The litmus test for the Pakistani government is to unequivocally sever both support and links to the various terror groups it has spawned over the last three decades but this socio-political surgery may undermine the whole foundation on which the Pakistani state rests. This is the major regional conundrum which, paradoxically, introduces some degree of correspondence for both Beijing and Delhi in relation to terrorism.
The success of the Xi Jinping-led Chinese BRI (Belt Road Initiative) is predicated on the CPEC (China-Pakistan Economic Corridor) and the terror attack on the Chinese consulate does not augur well for the long term viability of this macro connectivity-cum-trade project. Beijing’s unqualified support to Pakistan’s selective approach to terror will need objective policy review and deep structural redress.

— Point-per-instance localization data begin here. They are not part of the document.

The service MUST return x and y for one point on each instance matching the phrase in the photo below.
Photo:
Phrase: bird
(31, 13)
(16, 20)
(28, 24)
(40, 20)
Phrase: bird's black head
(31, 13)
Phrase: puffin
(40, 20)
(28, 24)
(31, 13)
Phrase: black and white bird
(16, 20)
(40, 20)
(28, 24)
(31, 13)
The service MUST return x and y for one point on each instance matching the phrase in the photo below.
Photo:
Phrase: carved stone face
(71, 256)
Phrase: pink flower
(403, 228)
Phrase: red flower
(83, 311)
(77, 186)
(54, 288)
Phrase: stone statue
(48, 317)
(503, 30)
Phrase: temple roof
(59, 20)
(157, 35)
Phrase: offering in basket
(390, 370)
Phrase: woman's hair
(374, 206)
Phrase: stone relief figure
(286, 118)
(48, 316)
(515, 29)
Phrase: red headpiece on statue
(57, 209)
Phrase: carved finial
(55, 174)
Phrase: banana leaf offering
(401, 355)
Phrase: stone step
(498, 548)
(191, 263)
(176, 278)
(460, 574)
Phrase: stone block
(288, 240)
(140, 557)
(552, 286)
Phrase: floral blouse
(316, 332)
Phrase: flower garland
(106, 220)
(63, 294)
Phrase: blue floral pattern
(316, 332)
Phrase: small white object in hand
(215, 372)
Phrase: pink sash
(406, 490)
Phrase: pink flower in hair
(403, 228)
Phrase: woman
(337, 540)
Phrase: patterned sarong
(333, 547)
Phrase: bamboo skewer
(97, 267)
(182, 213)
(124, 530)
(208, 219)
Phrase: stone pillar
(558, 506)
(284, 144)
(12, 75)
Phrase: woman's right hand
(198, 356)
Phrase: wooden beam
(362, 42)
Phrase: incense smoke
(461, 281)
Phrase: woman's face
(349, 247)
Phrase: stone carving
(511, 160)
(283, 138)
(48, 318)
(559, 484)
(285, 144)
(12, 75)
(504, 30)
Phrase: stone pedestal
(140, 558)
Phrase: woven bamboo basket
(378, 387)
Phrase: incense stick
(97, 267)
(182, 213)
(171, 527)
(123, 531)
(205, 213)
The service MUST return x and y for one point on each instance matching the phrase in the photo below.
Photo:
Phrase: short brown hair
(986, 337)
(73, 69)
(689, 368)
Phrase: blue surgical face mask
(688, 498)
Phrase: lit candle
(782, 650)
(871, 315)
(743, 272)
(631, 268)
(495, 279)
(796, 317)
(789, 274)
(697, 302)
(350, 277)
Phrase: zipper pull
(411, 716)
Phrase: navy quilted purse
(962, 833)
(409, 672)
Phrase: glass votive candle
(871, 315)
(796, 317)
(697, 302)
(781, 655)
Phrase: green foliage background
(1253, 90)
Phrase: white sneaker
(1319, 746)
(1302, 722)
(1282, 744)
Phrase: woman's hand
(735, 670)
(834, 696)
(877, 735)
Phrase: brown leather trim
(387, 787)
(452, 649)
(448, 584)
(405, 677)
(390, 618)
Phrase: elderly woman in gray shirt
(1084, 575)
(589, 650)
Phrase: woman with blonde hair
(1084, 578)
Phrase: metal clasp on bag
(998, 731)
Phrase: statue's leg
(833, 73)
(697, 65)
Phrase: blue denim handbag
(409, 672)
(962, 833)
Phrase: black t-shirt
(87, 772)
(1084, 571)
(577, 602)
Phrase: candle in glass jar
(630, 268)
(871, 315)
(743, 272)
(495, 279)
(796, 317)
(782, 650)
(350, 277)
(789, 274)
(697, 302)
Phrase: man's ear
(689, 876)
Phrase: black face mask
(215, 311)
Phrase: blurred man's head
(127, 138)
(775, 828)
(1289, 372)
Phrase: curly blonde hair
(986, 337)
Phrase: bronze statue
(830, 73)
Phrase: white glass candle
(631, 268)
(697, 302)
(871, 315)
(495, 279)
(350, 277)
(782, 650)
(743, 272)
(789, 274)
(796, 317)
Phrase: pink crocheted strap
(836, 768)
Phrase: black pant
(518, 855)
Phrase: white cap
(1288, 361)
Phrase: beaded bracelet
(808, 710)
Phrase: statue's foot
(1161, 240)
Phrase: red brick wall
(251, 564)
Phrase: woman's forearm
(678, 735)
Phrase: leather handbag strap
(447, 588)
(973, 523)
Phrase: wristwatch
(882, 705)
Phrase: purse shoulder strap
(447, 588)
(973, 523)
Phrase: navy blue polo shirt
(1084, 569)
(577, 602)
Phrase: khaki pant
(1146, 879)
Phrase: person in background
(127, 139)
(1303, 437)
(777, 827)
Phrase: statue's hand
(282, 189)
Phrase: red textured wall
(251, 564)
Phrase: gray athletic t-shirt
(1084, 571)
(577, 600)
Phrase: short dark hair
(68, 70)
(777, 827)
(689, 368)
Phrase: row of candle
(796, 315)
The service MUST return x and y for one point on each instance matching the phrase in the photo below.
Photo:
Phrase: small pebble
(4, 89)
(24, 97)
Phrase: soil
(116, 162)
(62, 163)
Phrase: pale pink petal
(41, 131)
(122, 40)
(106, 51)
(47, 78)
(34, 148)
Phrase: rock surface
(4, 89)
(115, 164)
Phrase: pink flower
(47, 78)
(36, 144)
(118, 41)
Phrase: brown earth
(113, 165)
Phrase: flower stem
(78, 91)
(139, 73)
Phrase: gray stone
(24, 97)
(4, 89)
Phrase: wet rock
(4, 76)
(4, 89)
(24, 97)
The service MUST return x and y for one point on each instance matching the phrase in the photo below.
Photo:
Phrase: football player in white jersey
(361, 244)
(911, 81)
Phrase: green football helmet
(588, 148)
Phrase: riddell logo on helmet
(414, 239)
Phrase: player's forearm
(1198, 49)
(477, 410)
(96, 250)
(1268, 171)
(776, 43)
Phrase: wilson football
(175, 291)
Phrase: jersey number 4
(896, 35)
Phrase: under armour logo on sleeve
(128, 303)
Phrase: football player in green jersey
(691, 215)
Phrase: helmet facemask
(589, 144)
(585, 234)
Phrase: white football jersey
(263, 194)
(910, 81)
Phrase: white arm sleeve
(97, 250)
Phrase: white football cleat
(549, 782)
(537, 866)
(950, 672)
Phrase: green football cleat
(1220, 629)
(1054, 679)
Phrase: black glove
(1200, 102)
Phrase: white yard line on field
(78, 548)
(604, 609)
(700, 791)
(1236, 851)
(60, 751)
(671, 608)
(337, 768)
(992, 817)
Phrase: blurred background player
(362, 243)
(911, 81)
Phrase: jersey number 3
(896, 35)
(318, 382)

On current evidence and the developments, Kartarpur is unlikely to be the beginning of a new page for Pakistan and the bilateral relationship – at least for now. Both India and Pakistan are poised at domestically sensitive phases in their political trajectories – Modi preparing for national elections and Imran Khan, still settling into office and perhaps overeager to prove himself like perhaps Modi was when he made a dramatic detour to Lahore on Christmas Day in 2015 to greet then Prime Minister Nawaz Sharif – and thus they will have to proceed very cautiously in building on the slender and nascent hope that Kartarpur represents.